Core Insights - The article discusses the evolving landscape of the AI and autonomous driving industry, highlighting the increasing complexity and competition in algorithm engineering roles, particularly as single-module algorithm positions are expected to decline [4][5][6]. Group 1: Industry Trends - The year 2025 is anticipated to be a pivotal year for the AI industry, marked by rapid advancements in large models and a shift in autonomous driving technology from end-to-end solutions to more complex architectures [4]. - There is a growing concern among industry professionals about being left behind, as many engineers are still working on outdated solutions while only a few have the opportunity to engage in cutting-edge projects [5]. Group 2: Job Market Insights - For algorithm engineers, potential job directions include L2 assisted driving, with opportunities primarily in traditional and new automotive manufacturers, as well as suppliers.
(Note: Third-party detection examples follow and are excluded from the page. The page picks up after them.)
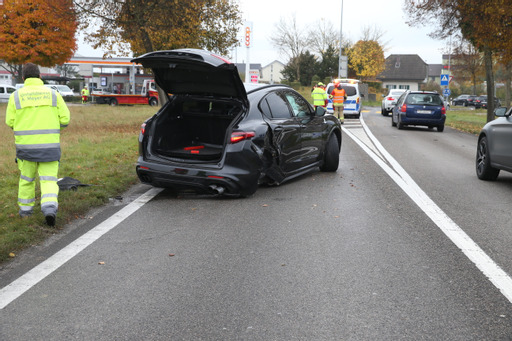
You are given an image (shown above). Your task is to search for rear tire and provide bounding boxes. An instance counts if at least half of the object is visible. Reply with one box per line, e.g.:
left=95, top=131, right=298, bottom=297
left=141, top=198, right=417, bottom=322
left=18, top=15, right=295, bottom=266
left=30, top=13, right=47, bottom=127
left=320, top=135, right=340, bottom=172
left=476, top=136, right=500, bottom=180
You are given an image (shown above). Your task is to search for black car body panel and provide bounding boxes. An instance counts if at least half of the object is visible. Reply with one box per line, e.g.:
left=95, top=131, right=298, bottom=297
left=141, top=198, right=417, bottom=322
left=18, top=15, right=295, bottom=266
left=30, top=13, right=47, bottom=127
left=478, top=108, right=512, bottom=172
left=134, top=49, right=341, bottom=196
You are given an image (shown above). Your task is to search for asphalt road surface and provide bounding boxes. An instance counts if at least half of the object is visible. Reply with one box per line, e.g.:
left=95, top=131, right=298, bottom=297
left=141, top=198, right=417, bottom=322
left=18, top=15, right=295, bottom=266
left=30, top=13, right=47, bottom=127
left=0, top=108, right=512, bottom=340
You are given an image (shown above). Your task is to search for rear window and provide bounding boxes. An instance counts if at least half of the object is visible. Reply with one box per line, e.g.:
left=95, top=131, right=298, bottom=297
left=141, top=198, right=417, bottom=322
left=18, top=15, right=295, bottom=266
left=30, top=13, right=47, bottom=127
left=405, top=94, right=443, bottom=105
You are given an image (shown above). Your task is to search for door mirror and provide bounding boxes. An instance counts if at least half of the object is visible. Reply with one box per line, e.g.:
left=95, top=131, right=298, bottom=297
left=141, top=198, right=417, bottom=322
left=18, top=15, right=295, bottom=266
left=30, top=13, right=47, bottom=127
left=494, top=107, right=510, bottom=117
left=315, top=106, right=327, bottom=116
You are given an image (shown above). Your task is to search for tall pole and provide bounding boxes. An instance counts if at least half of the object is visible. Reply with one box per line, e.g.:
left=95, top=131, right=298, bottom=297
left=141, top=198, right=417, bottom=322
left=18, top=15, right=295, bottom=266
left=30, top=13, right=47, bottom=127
left=338, top=0, right=343, bottom=78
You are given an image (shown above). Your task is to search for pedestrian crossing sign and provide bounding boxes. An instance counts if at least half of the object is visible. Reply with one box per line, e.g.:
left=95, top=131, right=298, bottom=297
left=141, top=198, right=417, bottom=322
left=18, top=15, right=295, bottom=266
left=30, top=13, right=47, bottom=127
left=441, top=73, right=450, bottom=86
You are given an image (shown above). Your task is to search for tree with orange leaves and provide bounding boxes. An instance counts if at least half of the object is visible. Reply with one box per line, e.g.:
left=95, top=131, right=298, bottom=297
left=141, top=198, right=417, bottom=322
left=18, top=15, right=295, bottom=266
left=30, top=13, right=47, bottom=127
left=0, top=0, right=77, bottom=83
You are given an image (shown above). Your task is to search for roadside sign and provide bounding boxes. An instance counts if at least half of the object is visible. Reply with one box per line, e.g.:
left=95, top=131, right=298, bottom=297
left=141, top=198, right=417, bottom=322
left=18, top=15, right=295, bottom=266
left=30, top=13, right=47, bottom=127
left=441, top=73, right=450, bottom=86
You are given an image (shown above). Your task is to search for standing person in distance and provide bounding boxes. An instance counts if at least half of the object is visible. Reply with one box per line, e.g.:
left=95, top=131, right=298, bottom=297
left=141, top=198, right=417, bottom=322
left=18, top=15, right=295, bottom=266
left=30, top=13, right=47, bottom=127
left=331, top=83, right=346, bottom=124
left=311, top=82, right=327, bottom=108
left=82, top=85, right=89, bottom=104
left=5, top=63, right=70, bottom=226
However, newer roles in VLA (Vehicle Level Architecture) may offer more core positions [9]. - The L4 commercialization is expected to gain momentum in 2026, with companies expanding teams for applications such as robotaxis and autonomous logistics. These teams are generally smaller and have clearer business models [11]. - The concept of embodied intelligence is gaining traction, with numerous startups emerging. Current recruitment focuses on VLA, reinforcement learning, and motion control, while traditional perception algorithms are less in demand [14]. Group 3: Personal Career Decisions - The author ultimately chose to pursue opportunities in the L4 direction, which, while not the most popular, aligns better with personal judgment and market trends [15].